2) If a worry or bad-ending rumination arise,
* acknowledge it [“Oops. There is another worry.”]
* explain it [“I’m having this thought because of the uncertainty, and not because I believe the bad ending is going to happen.]
* let it go [Bye, bye. You are not helping me, so I’m letting you go.]
3) Make efforts to
* keep busy
* make sure I get enough rest
* ask for sleep aid if worry is preventing sleep
* get exercise or whatever physical activity releases stress
* pray for strength and guidance
* surround myself with things and people who lift my spirit
* tell friends and family who know about the current situation to please NOT ask for updates.
My writing on survivorship revolves around the notion of a “Healthy Survivor,” a two-criteria label for survivors who (1) get good care and (2) live as fully as possible. From your blog post, I can see you are, indeed, a Healthy Survivor.
Wishing you peace and strength.
With hope, Wendy
I am a almost-two-year survivor of breast cancer. I have to say that I clung to almost every word of your post and felt like you were in my head, like you felt what I feel. Maybe it’s just something that we all feel at some point in our journey, I don’t know, but you said it better than I ever could.

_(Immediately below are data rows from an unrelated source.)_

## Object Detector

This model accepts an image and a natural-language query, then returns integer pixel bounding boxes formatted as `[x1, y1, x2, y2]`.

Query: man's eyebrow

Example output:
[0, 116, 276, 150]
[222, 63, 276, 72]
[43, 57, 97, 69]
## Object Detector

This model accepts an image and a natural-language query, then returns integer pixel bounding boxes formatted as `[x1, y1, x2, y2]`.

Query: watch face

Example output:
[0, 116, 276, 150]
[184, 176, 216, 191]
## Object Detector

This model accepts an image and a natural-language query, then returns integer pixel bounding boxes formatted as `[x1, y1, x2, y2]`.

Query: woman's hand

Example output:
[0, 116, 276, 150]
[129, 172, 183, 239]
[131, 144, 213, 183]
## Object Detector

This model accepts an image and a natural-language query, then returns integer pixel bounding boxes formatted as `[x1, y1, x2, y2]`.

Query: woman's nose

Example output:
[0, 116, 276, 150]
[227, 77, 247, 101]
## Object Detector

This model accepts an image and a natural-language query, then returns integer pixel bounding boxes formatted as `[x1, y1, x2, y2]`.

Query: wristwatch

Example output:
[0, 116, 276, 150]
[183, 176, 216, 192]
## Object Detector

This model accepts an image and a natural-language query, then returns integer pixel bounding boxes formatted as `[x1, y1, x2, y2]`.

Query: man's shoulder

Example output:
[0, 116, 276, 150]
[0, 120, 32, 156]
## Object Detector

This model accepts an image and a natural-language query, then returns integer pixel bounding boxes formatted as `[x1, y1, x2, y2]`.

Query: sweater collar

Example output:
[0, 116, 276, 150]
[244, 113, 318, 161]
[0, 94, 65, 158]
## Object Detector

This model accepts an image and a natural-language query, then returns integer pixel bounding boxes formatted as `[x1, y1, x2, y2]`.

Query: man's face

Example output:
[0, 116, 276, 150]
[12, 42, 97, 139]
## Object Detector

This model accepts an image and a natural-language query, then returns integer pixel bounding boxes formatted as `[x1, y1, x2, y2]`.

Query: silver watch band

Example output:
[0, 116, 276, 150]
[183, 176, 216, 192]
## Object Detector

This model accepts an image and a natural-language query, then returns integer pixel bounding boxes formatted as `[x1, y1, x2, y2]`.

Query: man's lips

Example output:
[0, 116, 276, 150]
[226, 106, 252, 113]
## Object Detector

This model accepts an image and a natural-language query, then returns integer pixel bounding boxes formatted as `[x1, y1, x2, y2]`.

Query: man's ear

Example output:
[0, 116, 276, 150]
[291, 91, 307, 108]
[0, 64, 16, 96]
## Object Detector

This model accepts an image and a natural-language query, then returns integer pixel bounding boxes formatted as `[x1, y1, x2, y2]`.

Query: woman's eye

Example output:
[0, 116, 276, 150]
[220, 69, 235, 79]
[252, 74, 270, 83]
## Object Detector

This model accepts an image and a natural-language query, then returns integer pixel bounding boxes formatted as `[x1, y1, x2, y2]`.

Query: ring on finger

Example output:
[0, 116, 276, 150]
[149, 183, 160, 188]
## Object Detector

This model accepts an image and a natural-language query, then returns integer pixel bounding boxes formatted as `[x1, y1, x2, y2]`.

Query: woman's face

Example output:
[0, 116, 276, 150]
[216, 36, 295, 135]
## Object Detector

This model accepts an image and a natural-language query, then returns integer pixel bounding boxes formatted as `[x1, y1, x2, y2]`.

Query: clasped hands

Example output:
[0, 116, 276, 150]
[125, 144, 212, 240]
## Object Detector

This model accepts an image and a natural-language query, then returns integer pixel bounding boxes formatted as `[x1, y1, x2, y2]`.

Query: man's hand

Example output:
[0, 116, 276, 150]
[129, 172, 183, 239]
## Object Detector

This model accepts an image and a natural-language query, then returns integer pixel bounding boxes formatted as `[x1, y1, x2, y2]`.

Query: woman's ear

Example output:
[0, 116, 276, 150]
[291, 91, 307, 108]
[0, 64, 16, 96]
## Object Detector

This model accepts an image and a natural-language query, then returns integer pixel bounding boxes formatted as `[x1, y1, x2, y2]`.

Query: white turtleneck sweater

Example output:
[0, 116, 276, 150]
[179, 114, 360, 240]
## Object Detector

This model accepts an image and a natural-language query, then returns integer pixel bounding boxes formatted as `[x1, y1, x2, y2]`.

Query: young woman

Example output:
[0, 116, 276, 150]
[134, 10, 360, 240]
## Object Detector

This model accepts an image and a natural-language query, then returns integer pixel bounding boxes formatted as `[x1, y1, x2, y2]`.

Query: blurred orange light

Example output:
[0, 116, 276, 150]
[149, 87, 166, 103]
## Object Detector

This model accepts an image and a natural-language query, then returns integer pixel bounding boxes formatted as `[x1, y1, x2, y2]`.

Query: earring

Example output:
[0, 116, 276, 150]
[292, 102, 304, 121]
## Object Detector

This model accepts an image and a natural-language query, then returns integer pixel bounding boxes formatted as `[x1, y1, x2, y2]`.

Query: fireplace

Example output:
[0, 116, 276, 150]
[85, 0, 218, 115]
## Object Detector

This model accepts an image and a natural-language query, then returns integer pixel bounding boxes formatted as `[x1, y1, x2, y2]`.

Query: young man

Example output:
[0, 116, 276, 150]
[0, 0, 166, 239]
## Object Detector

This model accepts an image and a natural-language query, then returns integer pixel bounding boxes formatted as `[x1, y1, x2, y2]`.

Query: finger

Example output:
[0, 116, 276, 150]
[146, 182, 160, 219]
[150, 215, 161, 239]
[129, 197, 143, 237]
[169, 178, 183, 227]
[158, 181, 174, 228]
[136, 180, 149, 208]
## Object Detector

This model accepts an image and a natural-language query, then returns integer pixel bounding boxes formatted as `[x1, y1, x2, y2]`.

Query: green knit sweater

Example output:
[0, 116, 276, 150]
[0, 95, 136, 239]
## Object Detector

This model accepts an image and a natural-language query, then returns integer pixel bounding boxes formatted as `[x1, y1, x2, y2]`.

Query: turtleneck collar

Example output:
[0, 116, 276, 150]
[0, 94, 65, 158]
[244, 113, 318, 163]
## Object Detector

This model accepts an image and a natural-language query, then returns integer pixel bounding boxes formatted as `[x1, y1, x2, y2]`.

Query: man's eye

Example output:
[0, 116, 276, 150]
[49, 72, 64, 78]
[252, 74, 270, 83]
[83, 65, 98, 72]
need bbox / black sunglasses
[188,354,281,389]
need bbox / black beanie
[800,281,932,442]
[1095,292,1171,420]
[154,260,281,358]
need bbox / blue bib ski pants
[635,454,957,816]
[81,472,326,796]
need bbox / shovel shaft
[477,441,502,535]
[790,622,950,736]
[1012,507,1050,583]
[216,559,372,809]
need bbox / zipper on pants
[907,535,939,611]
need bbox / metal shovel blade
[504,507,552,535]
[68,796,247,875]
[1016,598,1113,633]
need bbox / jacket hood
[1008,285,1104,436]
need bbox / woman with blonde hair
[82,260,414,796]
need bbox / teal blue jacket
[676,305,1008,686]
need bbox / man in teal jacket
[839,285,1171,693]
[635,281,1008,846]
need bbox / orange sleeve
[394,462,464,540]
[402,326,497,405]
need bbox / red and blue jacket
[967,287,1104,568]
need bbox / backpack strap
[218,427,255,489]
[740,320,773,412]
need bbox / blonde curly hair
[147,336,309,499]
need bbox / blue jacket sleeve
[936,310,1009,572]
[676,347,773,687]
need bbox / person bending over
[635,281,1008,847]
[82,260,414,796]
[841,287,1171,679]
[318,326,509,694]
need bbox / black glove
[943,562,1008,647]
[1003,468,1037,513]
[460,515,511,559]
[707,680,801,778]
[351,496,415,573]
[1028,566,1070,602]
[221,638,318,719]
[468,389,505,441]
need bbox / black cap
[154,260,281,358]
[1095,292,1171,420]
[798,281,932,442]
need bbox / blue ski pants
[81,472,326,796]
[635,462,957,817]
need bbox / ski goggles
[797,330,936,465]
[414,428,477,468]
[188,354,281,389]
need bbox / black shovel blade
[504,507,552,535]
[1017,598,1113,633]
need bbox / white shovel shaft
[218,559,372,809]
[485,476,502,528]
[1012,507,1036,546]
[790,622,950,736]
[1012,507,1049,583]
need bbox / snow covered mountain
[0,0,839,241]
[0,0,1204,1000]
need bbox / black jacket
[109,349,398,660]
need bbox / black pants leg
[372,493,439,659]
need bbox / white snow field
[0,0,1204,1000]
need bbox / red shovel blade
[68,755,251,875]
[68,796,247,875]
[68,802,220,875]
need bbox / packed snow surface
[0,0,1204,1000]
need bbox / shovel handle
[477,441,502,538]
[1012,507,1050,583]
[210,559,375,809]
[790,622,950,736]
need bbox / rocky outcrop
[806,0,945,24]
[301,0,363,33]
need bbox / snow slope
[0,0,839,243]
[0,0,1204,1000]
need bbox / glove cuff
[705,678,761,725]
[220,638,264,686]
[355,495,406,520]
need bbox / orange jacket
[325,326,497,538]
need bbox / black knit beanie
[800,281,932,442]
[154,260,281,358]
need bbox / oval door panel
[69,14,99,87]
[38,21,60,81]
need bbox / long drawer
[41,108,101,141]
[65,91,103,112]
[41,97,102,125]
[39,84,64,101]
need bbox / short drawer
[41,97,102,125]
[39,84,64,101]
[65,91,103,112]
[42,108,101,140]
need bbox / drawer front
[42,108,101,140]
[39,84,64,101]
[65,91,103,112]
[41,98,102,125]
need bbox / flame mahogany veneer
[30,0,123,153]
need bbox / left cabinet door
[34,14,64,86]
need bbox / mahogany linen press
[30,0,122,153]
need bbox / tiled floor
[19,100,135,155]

I live with almost constant fear – not disabling fear, but fear nonetheless. Every time I feel the lumps of fat necrosis above my left breast or the constant itch of the radiation recall that I suffer from I am reminded of all that I’ve been through and I hate it, but it’s part of me now and I just need to learn to be happy that I am alive and able to watch my daughters grow – “Count your blessings” as my mom would say.
Another writer on here recently made a statement that, to me, was so powerful and I don’t think I’ll ever forget it (even though I forget everything else since chemo!) — “I’m beyond grateful to be here, but forever scarred and uneasy.”
Thank you for sharing. I hope everything turns out for the best.
Loved this post. Not because of the waiting and the pain and the “what if”, but because you just spoke to me. Every.single.word.
Thank you for your transparency and your faith and your humor – it’s a great package!
And, of course, we’re all waiting with you. (BTW – I went through the same thing a couple of years ago. I can’t even remember now what they decided it was, but it wasn’t cancer. So that’s what I’m going with here.)
That is really great advice. I like the two week deal.
You are me. Your thoughts are mine. I am currently being treated for a brain tumour and my husband has had a bone marrow transplant for leukemia. There are no aches or pains or headaches in our house that I don’t immediately assume are cancer. It’s a constant shadow that lurks.